Positive+ a clear instruction : The commitment to teamwork you’re showing will help us accomplish our goals this year; each of you has something important to offer, (+ clear instruction) so let’s make sure to contribute at least one idea.


Hold Off On the Syllabus

Simply put, this can wait until Day 2 (or later). Students are anxious. They’re tired. They haven’t sat still for more than five minutes all summer. And we welcome them to our classroom with a multipage document that outlines our rules and expectations?   (To be fair, there are ways to make this engaging, and if you insist on reviewing your syllabus on Day 1, please do so in a way that does not involve standing in the front and reading the document). But could we consider an alternative? Certainly, we need to communicate our expectations. Let’s just think about ways to do it that might help students be excited about coming back the next day.

Content? Maybe.

Some folks suggest starting Unit 1 on Day 1. This is fine but not required. Really, Day 1 is about developing a mindset and communicating the routines and procedures of your classroom.
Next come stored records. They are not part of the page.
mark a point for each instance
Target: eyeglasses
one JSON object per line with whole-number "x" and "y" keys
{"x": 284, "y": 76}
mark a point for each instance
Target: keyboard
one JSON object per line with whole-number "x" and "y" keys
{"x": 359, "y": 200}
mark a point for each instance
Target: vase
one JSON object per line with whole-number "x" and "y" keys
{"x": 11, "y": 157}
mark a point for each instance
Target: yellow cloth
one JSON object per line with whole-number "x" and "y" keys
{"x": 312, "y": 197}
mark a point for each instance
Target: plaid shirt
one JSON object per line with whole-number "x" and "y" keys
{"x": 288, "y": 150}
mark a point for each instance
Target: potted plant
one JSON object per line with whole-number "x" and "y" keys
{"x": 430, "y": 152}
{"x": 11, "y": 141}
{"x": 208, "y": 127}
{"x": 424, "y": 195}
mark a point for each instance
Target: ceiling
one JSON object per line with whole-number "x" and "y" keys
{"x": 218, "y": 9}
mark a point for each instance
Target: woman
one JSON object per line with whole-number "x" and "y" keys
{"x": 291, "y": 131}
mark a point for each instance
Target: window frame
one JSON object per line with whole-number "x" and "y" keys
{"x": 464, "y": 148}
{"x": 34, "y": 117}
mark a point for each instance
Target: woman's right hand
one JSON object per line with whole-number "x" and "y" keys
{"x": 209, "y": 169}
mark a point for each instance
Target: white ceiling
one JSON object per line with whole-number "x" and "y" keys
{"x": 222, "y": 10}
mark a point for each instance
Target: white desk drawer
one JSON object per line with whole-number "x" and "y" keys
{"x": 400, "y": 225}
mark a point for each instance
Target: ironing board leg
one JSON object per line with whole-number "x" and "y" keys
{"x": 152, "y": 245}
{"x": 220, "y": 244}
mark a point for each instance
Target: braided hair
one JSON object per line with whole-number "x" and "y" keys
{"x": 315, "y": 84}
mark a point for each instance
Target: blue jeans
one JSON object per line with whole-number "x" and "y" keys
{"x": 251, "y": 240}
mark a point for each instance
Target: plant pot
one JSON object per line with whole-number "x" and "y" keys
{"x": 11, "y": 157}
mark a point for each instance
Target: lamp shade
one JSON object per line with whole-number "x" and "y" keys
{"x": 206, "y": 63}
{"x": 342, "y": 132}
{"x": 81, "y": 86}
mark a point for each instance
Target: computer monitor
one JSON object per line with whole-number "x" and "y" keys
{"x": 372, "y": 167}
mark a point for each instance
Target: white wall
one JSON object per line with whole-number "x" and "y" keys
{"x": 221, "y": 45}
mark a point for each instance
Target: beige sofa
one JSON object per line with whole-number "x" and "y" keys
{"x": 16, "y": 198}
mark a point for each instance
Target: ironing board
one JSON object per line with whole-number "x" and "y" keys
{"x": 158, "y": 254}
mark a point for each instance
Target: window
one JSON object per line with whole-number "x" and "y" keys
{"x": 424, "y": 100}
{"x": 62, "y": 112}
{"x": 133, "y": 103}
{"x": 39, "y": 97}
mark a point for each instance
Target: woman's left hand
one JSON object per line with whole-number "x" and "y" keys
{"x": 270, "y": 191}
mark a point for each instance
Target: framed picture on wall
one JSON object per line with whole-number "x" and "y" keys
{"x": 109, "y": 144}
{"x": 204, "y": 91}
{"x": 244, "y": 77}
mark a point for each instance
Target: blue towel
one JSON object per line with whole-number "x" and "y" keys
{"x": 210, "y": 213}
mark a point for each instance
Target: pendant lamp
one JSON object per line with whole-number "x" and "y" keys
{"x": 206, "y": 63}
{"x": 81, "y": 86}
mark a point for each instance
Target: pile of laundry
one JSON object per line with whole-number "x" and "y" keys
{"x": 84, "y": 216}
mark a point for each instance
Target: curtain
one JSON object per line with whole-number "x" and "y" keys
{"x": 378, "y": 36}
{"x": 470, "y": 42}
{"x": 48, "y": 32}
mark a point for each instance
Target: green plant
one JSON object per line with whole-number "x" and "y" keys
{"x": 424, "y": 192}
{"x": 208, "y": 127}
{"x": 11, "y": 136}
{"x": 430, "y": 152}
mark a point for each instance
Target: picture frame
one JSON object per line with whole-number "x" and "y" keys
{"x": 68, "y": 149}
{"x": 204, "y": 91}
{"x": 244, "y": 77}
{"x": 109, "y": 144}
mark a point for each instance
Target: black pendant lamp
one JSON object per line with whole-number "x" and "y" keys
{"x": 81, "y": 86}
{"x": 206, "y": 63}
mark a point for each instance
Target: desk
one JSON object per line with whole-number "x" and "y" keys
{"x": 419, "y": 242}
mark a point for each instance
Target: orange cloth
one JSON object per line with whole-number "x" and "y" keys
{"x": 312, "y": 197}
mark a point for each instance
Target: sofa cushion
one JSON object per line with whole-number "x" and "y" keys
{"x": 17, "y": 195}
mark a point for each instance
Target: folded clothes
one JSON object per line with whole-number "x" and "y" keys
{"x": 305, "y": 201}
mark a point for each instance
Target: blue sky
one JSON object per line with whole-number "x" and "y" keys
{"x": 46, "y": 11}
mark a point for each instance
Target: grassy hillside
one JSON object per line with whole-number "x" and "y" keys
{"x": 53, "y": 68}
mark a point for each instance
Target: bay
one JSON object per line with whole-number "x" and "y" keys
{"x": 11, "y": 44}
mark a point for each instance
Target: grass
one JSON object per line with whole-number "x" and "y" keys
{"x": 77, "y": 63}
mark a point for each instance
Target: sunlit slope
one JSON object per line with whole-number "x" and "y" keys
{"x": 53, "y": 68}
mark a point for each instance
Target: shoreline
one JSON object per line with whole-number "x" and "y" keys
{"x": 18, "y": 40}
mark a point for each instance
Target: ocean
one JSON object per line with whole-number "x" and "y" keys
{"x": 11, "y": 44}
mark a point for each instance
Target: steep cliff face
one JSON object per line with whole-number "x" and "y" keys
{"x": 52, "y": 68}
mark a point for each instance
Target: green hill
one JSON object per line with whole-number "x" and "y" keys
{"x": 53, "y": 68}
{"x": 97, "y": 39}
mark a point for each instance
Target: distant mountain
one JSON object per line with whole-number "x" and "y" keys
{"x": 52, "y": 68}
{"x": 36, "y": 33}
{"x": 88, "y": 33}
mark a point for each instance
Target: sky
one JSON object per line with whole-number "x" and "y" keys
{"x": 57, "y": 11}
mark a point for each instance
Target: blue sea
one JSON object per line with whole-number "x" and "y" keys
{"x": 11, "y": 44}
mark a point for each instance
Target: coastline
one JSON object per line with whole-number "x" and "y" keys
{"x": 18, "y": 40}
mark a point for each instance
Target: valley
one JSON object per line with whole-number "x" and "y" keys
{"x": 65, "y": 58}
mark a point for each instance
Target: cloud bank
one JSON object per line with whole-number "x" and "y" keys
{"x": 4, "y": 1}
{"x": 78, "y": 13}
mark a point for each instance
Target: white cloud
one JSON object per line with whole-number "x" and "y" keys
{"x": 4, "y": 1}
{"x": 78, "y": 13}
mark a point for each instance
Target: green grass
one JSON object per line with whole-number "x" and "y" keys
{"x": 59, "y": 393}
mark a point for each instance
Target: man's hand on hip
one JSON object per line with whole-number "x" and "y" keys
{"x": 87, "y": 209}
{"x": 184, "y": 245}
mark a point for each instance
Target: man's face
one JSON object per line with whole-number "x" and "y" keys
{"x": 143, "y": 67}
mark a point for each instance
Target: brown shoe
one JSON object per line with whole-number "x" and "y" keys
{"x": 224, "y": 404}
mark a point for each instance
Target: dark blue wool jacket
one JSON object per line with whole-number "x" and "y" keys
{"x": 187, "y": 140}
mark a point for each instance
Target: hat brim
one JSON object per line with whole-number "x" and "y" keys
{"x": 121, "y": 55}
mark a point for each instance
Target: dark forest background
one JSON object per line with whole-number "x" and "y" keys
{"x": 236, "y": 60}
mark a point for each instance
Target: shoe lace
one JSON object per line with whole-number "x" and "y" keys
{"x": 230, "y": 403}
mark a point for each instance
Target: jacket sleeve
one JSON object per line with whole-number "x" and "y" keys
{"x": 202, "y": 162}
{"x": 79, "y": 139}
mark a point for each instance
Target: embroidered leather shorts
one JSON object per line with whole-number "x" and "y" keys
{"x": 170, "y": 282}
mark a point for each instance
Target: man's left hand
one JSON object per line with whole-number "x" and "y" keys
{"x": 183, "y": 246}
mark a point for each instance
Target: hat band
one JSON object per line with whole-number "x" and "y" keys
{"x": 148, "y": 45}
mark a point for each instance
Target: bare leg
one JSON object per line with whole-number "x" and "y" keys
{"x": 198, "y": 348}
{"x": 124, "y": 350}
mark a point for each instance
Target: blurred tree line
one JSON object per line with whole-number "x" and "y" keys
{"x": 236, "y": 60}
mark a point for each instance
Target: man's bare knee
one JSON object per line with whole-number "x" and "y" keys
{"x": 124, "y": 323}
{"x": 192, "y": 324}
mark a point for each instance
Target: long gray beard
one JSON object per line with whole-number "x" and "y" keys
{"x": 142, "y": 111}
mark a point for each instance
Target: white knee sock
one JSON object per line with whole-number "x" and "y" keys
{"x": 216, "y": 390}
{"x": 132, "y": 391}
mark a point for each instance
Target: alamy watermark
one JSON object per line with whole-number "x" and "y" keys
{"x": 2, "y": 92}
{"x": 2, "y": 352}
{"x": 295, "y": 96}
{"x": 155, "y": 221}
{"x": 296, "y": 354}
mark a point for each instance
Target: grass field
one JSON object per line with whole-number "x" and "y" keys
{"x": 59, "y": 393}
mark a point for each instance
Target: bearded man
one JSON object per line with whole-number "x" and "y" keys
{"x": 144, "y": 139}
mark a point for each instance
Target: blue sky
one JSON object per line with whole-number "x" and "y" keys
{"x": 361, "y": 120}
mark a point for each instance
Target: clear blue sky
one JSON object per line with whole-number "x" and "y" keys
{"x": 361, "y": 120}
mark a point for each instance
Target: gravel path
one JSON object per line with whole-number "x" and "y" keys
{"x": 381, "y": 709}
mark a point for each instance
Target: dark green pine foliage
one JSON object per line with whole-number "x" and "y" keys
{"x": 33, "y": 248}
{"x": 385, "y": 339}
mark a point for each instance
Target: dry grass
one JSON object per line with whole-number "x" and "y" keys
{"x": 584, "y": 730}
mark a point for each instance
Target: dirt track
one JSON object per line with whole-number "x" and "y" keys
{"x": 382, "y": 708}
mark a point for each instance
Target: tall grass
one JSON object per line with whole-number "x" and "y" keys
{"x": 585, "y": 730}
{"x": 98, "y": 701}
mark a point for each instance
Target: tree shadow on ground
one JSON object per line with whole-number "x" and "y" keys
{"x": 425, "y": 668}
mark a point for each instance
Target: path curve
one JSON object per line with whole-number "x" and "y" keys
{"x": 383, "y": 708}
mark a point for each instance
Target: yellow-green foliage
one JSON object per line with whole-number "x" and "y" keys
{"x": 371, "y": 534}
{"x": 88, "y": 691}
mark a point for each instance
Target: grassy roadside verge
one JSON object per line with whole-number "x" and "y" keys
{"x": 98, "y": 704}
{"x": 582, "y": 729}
It’s about creating excitement and getting students talking…in a good way….about your class. A rush to get right into the textbook at the expense of focusing on some of these other goals could cost you more time in the long run. That said, if you can accomplish these primary purposes using your content….go for it.


Here are your major jobs on Day 1:

  • Build relationships. Be compassionate. Honor the personhood of each member of your class, including yourself.
  • Set the bar high
  • Show passion. Be unique.
  • Model what you want, and praise them when they give it.